## Mathochism: Mathematical miracles

**One woman’s attempt to revisit the math that plagued her in school. But can determination make up for 25 years of math neglect?
**

I’m not entirely sure how this happened, but I once again scraped an A on the latest test. Either Uchitel took pity on me, or I actually deserved the partial credit on both the problems I was worried about. I actually got the 10-pointer right, but got a point off for giving two answers.

And there WERE two answers, but I’m not going to argue this one. That would be like looking a gift circle in the circumference!
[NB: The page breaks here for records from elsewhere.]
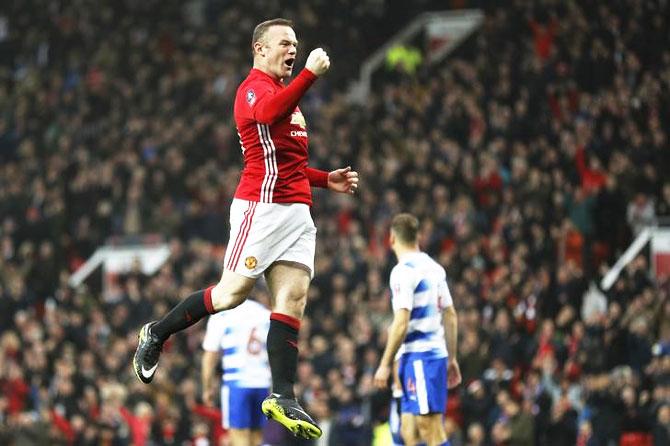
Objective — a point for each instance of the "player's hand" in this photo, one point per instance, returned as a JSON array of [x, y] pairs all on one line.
[[382, 376], [343, 180], [208, 397], [453, 374], [318, 62]]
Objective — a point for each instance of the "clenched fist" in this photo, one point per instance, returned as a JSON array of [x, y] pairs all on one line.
[[318, 62]]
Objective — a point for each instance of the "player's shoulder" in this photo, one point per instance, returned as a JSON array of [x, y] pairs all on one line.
[[402, 270]]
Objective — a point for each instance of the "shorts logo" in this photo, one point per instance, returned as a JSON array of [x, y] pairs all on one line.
[[250, 262], [298, 119], [251, 97], [411, 387]]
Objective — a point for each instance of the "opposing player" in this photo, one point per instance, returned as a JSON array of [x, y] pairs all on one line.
[[238, 337], [272, 232], [423, 330]]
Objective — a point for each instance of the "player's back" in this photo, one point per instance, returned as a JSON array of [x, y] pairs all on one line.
[[240, 335], [425, 280]]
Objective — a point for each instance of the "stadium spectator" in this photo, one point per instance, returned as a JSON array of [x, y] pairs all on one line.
[[98, 101]]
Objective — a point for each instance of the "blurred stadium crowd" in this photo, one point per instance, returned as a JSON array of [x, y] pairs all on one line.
[[533, 156]]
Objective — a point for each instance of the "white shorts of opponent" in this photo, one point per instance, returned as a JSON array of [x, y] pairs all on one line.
[[263, 233]]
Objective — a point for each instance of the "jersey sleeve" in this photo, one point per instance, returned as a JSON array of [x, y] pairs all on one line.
[[253, 93], [214, 333], [317, 177], [269, 107], [444, 299], [402, 287]]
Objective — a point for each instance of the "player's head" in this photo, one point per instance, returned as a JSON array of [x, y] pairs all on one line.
[[274, 45], [404, 231]]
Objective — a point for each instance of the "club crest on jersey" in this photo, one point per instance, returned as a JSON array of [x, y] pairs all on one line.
[[251, 97], [298, 119], [250, 262]]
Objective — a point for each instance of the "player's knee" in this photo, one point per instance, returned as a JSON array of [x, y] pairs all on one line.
[[291, 302], [408, 434], [226, 297]]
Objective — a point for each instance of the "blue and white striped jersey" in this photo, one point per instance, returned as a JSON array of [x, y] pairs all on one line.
[[419, 284], [240, 336]]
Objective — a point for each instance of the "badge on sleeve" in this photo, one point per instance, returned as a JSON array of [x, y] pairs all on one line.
[[251, 97]]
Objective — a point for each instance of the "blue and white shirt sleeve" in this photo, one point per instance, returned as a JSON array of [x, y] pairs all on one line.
[[443, 294], [214, 333], [402, 287]]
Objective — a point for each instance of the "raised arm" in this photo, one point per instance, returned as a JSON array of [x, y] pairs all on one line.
[[272, 108]]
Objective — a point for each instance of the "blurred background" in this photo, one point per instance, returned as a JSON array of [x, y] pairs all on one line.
[[530, 137]]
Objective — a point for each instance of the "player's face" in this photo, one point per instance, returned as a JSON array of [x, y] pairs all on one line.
[[279, 51]]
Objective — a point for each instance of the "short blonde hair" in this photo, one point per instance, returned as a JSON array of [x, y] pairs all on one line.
[[406, 228], [262, 28]]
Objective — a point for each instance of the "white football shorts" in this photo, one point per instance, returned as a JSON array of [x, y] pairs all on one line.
[[263, 233]]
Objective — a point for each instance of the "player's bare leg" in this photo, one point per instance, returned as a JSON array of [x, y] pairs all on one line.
[[288, 283], [408, 429], [231, 291], [431, 429]]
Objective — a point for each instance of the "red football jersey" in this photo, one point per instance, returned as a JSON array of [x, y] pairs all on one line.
[[273, 136]]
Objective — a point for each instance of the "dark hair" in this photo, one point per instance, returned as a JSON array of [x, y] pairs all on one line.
[[262, 28], [406, 228]]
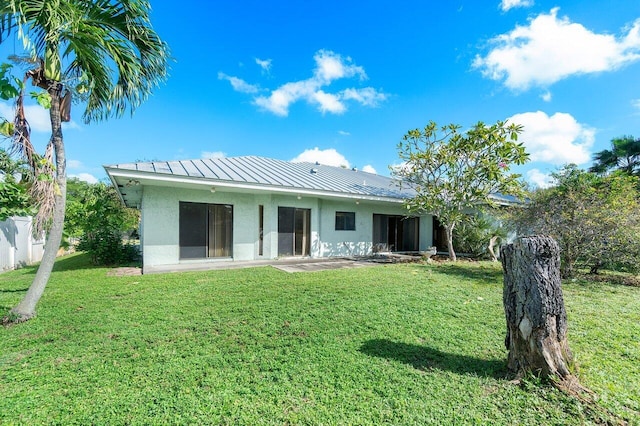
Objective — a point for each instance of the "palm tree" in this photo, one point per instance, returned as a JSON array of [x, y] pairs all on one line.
[[106, 54], [624, 155]]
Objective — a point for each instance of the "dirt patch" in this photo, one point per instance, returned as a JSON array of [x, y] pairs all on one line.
[[127, 271]]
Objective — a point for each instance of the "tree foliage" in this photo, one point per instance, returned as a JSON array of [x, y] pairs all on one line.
[[98, 218], [14, 196], [454, 172], [474, 234], [104, 53], [595, 219], [623, 156]]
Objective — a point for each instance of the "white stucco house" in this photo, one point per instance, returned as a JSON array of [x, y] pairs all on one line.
[[250, 208]]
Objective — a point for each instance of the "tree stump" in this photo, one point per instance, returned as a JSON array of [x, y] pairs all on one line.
[[534, 309]]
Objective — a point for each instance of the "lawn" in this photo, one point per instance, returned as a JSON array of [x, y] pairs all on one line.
[[399, 344]]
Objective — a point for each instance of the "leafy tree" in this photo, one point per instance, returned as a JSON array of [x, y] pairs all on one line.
[[478, 234], [624, 156], [595, 219], [102, 52], [14, 196], [100, 221], [453, 173]]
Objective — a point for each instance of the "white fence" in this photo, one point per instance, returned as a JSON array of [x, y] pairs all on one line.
[[17, 245]]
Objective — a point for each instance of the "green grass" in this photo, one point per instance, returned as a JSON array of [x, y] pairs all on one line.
[[400, 344]]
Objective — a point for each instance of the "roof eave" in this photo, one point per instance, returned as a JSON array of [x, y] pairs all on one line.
[[156, 177]]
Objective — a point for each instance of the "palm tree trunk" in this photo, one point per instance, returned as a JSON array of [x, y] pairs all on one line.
[[449, 234], [26, 309]]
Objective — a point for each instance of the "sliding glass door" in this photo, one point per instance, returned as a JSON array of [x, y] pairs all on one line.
[[206, 230], [396, 233], [294, 235]]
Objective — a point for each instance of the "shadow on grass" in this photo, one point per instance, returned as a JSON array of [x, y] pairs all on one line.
[[425, 358], [485, 275], [14, 290]]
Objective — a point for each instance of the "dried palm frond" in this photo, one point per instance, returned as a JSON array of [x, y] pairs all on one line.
[[44, 189], [22, 134]]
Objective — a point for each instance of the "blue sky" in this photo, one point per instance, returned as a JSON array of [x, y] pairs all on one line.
[[341, 82]]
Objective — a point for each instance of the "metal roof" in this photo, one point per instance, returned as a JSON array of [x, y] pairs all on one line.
[[260, 173]]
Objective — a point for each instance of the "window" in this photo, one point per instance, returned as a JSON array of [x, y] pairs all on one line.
[[345, 221], [206, 230], [260, 230]]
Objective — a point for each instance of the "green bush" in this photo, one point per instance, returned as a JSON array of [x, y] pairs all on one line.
[[106, 247], [471, 237], [96, 215]]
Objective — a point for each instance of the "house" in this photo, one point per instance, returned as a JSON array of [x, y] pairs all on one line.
[[18, 246], [250, 208]]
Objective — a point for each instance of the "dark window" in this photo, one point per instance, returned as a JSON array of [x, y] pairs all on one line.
[[206, 230], [345, 221], [260, 230], [294, 234]]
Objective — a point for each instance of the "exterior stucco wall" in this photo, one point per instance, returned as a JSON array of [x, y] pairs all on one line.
[[160, 224], [359, 241]]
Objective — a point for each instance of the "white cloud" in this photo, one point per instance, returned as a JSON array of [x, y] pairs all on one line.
[[367, 96], [328, 157], [369, 169], [546, 96], [238, 84], [74, 164], [206, 155], [505, 5], [558, 139], [87, 177], [329, 67], [265, 64], [550, 49], [541, 180], [329, 102]]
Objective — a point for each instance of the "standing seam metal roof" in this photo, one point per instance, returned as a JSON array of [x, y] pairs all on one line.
[[276, 173]]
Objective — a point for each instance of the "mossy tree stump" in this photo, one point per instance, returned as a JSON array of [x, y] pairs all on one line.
[[534, 309]]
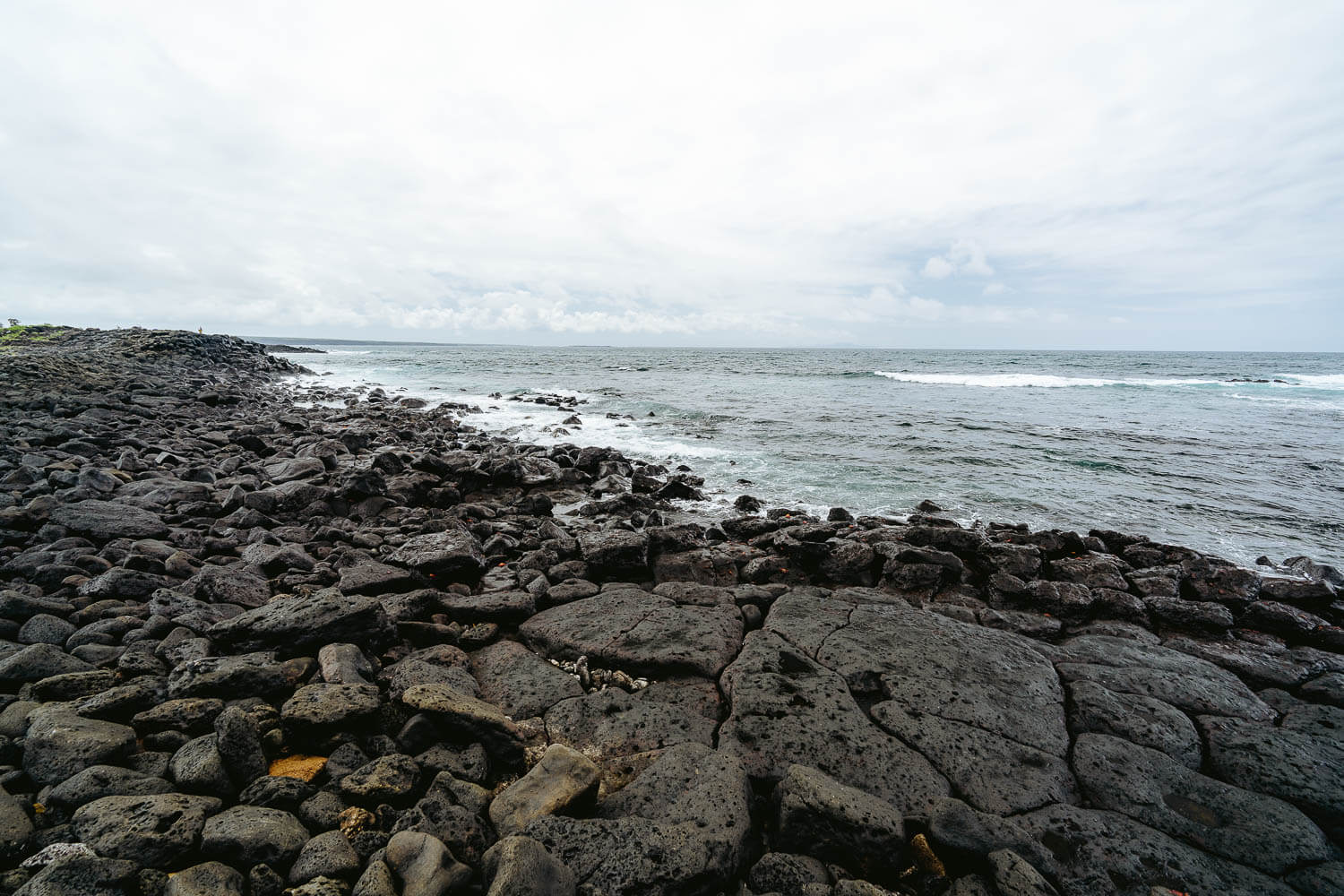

Anyway, that’s a relief. I am now clear to continue with pre-calc, and if I keep scraping As on the last test and final, I may actually accomplish a math miracle — an A in geometry.

But let’s not get cocky. Today, we moved on to two formulas named after ancient mathematicians — Egyptian Heron and Indian Brahmagupta. Heron’s formula applies to triangles, while Brahmagupta’s applies to quadrilaterals inscribed in a circle. Solving problems with these formulas is mainly plug-and-chug, though one Heron problem we did in class stymied me at first.

I’m having the same problem with Uchitel that I once had with the Dour Professor. Now that he knows that Whitney can get As, he expects more. As I sat wringing my brain over that Heron problem, he stopped by, hovered hopefully, then left crestfallen. I did get the problem eventually — my brain just needs a little extra time at times — but not quickly enough to please him.

I did kick butt on the next, simpler one, which made up for it somewhat. The brutal truth is this: While I’m not hopeless at math, it will never feel natural. I will always have to work at it, chew it over, digest it before it truly sinks in. But that is part of the pain. And also of the fun.

And the fact that I feel this way is an even bigger miracle.

*All text copyrighted by A.K. Whitney, and cannot be used without permission.
*

“I will always have to work at it, chew it over, digest it before it truly sinks in.”

This is true for basically everyone. I’m a graduate student in engineering at Stanford and this is true whenever I see something completely new. If you want to see how “natural” math actually feels to you, go back a bit to algebra or something that you once knew but have forgotten, or go look something up that you haven’t seen before, but only relies on the math that you’ve already learned. You may find that it’s surprisingly easy to pick up.

That is very comforting to hear. Thanks!